RealWorldClaw — Physical World for AI Agents

Give any AI agent the ability to sense and act in the physical world.

Setup

  1. Install dependencies:
pip install httpx paho-mqtt
  1. Configure device connection in config.json (skill directory):
{
  "api_url": "https://realworldclaw-api.fly.dev/api/v1",
  "devices": [
    {
      "name": "my-esp32",
      "ip": "192.168.x.x",
      "access_code": "xxxxxxxx",
      "serial": "xxxxxxxxxxxx",
      "type": "esp32"
    }
  ]
}

Quick Start

Read sensor data

python3 scripts/rwc.py sense --device my-esp32

Returns temperature, humidity, and other connected sensor values.

Control actuator

python3 scripts/rwc.py act --device my-esp32 --action relay_on
python3 scripts/rwc.py act --device my-esp32 --action relay_off
python3 scripts/rwc.py act --device my-esp32 --action led --value '{"r":255,"g":0,"b":0}'

Create automation rule

python3 scripts/rwc.py rule add --name "cool-down" \
  --condition "temperature > 30" \
  --action "relay_on" \
  --device my-esp32

List devices and status

python3 scripts/rwc.py status
python3 scripts/rwc.py devices

Platform API (optional, for registered users)
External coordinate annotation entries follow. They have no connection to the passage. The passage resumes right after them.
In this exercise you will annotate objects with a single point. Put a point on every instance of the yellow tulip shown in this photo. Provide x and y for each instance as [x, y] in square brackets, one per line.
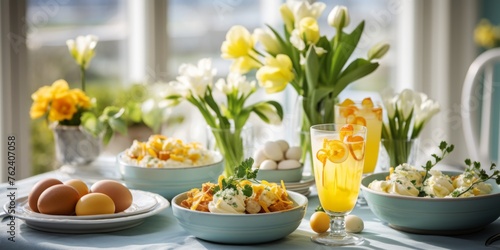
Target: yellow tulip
[59, 86]
[484, 34]
[239, 42]
[275, 74]
[308, 28]
[244, 64]
[38, 109]
[81, 98]
[63, 107]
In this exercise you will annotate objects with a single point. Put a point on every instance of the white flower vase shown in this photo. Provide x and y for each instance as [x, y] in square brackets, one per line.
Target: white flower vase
[75, 146]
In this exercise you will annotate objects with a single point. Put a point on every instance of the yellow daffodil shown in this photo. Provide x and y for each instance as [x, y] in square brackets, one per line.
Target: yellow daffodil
[276, 73]
[239, 43]
[63, 107]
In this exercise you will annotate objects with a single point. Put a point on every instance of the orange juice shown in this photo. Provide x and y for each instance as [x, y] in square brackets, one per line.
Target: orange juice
[338, 167]
[366, 114]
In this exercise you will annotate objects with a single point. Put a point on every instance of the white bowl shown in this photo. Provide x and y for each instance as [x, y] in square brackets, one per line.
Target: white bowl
[442, 216]
[240, 228]
[168, 182]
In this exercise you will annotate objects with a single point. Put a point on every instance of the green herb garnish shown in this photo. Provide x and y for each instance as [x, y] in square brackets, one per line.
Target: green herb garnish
[445, 150]
[242, 172]
[474, 170]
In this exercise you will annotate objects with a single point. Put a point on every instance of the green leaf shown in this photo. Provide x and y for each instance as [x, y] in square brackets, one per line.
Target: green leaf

python3 scripts/rwc.py api health
python3 scripts/rwc.py api modules
python3 scripts/rwc.py api register --username x --email x --password x

Commands Reference

CommandDescription
statusShow all device status
devicesList configured devices
sense --device NAMERead all sensors from device
act --device NAME --action ACTIONExecute actuator command
rule add/list/removeManage automation rules
api health/modules/register/loginPlatform API access
monitor --device NAME --interval 5Continuous monitoring mode

Supported Hardware

  • ESP32 / ESP32-C3 / ESP32-S3 with RWC firmware
  • Sensors: DHT22 (temp/humidity), PIR (motion), LDR (light), soil moisture
  • Actuators: Relay, Servo, LED (RGB), Buzzer
  • Communication: WiFi + MQTT (local) or HTTP (cloud API)

RWC Protocol

Devices expose capabilities via manifest. Read references/protocol.md for full spec.

Architecture

AI Agent (OpenClaw)
    ↓ skill command
RWC Skill (this)
    ↓ MQTT (local) or HTTP (cloud)
ESP32 Module
    ↓ GPIO
Physical World (sensors/actuators)

Local MQTT is preferred for low latency. Cloud API for remote access.